Adesso, chiaramente, per fortuna, di briganti, almeno di quel genere, non ve ne sono in giro. Fra Nardò e Avetrana è sorto un villaggio o borgata, Boncore, dotato, fra l’altro, di un apprezzato ristorante: alla sua altezza, verso ovest, fanno capolino le distese dello Ionio.
Ecco, quindi, Avetrana, paesone o cittadina con oltre diecimila anime, gli abitanti che usano tuttora trattenersi in piazza a conversare, la chiesa parrocchiale con la torre campanaria che, alla sommità, presenta due distinti atipici elementi architettonici.
Nell’occasione, il guidatore che scrive non può limitarsi ad attraversare la località e proseguire, sente il bisogno di una breve sosta: al camposanto, proprio all’ingresso, si affaccia un piccolo monumento sotto forma di aiuola fiorita con, al centro, l’immagine del volto sorridente di una quindicenne e, confesso, non è possibile incrociare quegli occhi senza essere presi da pensieri e riflessioni.
Prima e dopo Avetrana, si sussegue un vasto comprensorio di ex cave, da cui, un tempo, si estraevano ingenti quantitativi di tufi o conci o piezzi, adoperati per erigere abitazioni e capannoni.

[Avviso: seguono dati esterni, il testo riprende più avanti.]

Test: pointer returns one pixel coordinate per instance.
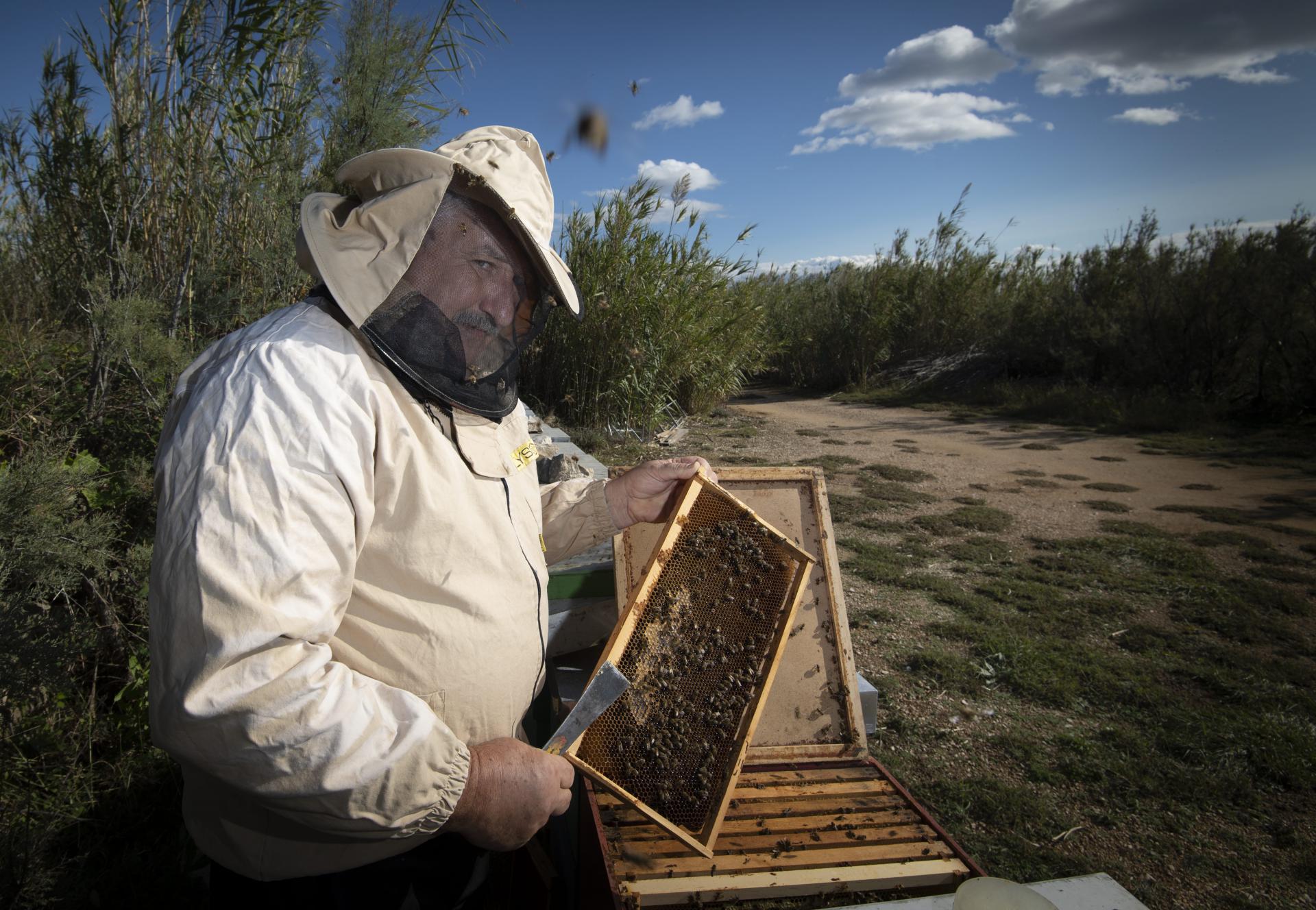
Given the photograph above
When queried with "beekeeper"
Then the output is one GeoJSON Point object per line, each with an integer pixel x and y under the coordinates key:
{"type": "Point", "coordinates": [348, 598]}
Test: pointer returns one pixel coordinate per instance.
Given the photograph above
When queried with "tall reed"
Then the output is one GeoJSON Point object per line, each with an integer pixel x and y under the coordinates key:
{"type": "Point", "coordinates": [666, 329]}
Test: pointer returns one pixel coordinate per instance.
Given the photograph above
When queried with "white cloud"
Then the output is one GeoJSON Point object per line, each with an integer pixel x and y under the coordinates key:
{"type": "Point", "coordinates": [894, 106]}
{"type": "Point", "coordinates": [1147, 47]}
{"type": "Point", "coordinates": [936, 60]}
{"type": "Point", "coordinates": [1151, 116]}
{"type": "Point", "coordinates": [907, 120]}
{"type": "Point", "coordinates": [669, 171]}
{"type": "Point", "coordinates": [682, 112]}
{"type": "Point", "coordinates": [1239, 228]}
{"type": "Point", "coordinates": [814, 265]}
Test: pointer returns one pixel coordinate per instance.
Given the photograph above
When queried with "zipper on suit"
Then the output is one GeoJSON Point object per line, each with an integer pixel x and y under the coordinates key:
{"type": "Point", "coordinates": [539, 589]}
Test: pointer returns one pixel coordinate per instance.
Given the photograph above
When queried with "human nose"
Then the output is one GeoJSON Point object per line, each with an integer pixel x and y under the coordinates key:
{"type": "Point", "coordinates": [503, 299]}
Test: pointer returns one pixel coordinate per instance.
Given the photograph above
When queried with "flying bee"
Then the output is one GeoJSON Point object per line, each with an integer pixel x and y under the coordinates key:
{"type": "Point", "coordinates": [592, 130]}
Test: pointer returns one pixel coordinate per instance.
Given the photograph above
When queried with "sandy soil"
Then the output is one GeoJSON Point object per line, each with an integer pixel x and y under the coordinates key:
{"type": "Point", "coordinates": [985, 453]}
{"type": "Point", "coordinates": [978, 459]}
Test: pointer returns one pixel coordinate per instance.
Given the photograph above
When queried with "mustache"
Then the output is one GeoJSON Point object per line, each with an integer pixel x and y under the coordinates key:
{"type": "Point", "coordinates": [477, 319]}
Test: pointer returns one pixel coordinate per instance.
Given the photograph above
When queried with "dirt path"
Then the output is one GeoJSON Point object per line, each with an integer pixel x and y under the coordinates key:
{"type": "Point", "coordinates": [1191, 665]}
{"type": "Point", "coordinates": [978, 459]}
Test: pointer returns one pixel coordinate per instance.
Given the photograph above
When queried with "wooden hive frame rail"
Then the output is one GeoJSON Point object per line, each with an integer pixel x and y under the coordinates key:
{"type": "Point", "coordinates": [794, 567]}
{"type": "Point", "coordinates": [791, 830]}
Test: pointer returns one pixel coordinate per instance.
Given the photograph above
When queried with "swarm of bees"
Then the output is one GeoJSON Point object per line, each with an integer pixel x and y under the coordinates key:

Ciò che resta, oggi, di tali mastodontiche buche, è l’impatto con le pareti altissime, evidenzianti sommari reticolati a righe, in corrispondenza dei singoli cilindri tufacei estratti durante l’attività delle cave. Si nota, in aggiunta, che, in molti casi, sul fondo degli scavi sono stati immessi grossi strati di fertile terra rossa e creati uliveti e/o altre coltivazioni, quasi che, in luogo della sostanza naturale asportata, si fosse voluto generare nuove linfe di vita.
Superata Avetrana, si snodano altri centri già conosciuti dall’osservatore di strada nei suoi primi anni di lavoro in banca a Taranto. Nonostante i decenni trascorsi e i diffusi cambiamenti, taluni particolari sono rimasti intatti: il ricordo vivo della nobildonna, cliente, di Manduria, il palazzo/castello di un facoltoso cliente a Monteparano, la villa, oggi come allora tinteggiata di color rosso melograno, di un altro signore in rapporti con la banca.
Oltrepassata S. Giorgio Ionico, non rimane che la lieve discesa verso il capoluogo, affascinante con i suoi magnifici due mari, ma, nello stesso tempo, come è noto, portatore, sotto vari aspetti, di un’assai delicata e complessa realtà.
Intanto, il viaggio è giunto alla meta, avviene l’incontro con uno stuolo di parenti e, insieme con loro, lo svolgimento di un interessante convivio famigliare a base di freschissime orate appena pescate in Mar Grande.